I’ve made one or two such finds, but not any I want to share, so I
thought I would contribute something general.
I chose the anecdote by Eric Dingwall which opens his article ‘The Work
of Edmund Gurney’ in Tomorrow
magazine, Vol. 3, No. 2, Winter 1955, pp.23-29. In the end the magazine did not run the series,
and I’ve expanded what I sent to them. Here
is Dingwall’s account:
‘Walking one day in the
streets of an ancient British city, I stopped, as is invariably my custom,
before a bookstall in the street. Amid
a medley of books, all of which were priced at sixpence each, my eye soon lighted
upon two blue volumes lettered Tertium
Quid by Edmund Gurney. Seizing them,
I paid my shilling, and blessed my good luck, for I knew that this work was one
of the rarest of Gurney’s books and I had never up to that time succeeded in
obtaining a copy.
‘It was only on opening
the first volume and reading an inscription that I fully realized my good
fortune. For the book had been a present
to Miss Alice Johnson from Mrs E. M. Sidgwick, names so well known in psychical
research that no comment is necessary.
It was clear that Mrs. Sidgwick thought that a copy of Gurney’s most
interesting work would please her loyal colleague, and the pleasure of the
latter doubtless equalled mine at being the possessor of such rare and valuable
volumes.’
Edmund Gurney |
Why
was he so pleased with the purchase which had cost him such a modest outlay? Gurney was a significant figure in the early
history of the Society for Psychical Research (SPR), until his untimely death
at the age of 41 in 1888. His Tertium Quid: Chapters on Various Disputed
Questions, published in 1887, was a revised collection of essays on
philosophy and aesthetics that had previously appeared in magazines. It was praised by William James, given a
rather less effusive review by George Bernard Shaw, was not much noticed otherwise,
and effectively died with its author. Eleanor
Sidgwick was also a highly significant figure in the early SPR as researcher
and administrator, in addition to being a noted educationalist, eventually
becoming Principal of Newnham College, Cambridge. Johnson too had been extremely active in the SPR
during its early years, working closely with Sidgwick, for a period as her
private secretary. Dingwall was a
well-known authority on psychical research, among a variety of subjects.
Eleanor Sidgwick |
Stumbling
over the volumes was good fortune indeed for Dingwall, and we can envy him all
the more because such lucky finds are rarer these days (though you can read Tertium Quid online). Part of his pleasure was surely having paid
so little for something exceptional. He
does not stop to consider how Johnson’s copy ended up on a stall in the street among
a miscellaneous lot priced at 6d each.
Sidgwick died in 1936, so the volumes were given by her before that date. Johnson retired on grounds of ill health in
1916 (the same year Sidgwick left Cambridge to live with her brother Gerald
near Woking) and died at the age of 79 in 1940.
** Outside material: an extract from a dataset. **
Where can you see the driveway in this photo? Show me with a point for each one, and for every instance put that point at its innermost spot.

It is possible that Sidgwick presented them to Johnson as a leaving gift
at her retirement, perhaps de-duplicating books she and Gerald both possessed,
and they were disposed of on Johnson’s death.
One can speculate how much Johnson really treasured Gurney’s dense prose,
and what else in her library was picked up in a job lot by a dealer for a song,
which is presumably what happened to those ‘rare and valuable volumes’ of Tertium Quid.
One
also wonders where they are now.
Presumably they were sold with the rest of Dingwall’s library at auction
in 1987, the year after his death. His
papers went to the Harry Price Library, part of the University of London
Library, but Tertium Quid was not
with them, and ULL does not have a copy.
One hopes that, wherever those volumes which passed through the hands of
three such eminent psychical researchers are, they are being cherished as much
as they were by Dingwall. His story of
how he came across them was important enough to him to warrant beginning his
article on Gurney with it (if a little self-indulgently), and it captures the
excitement of the bibliophile when acquiring something really special.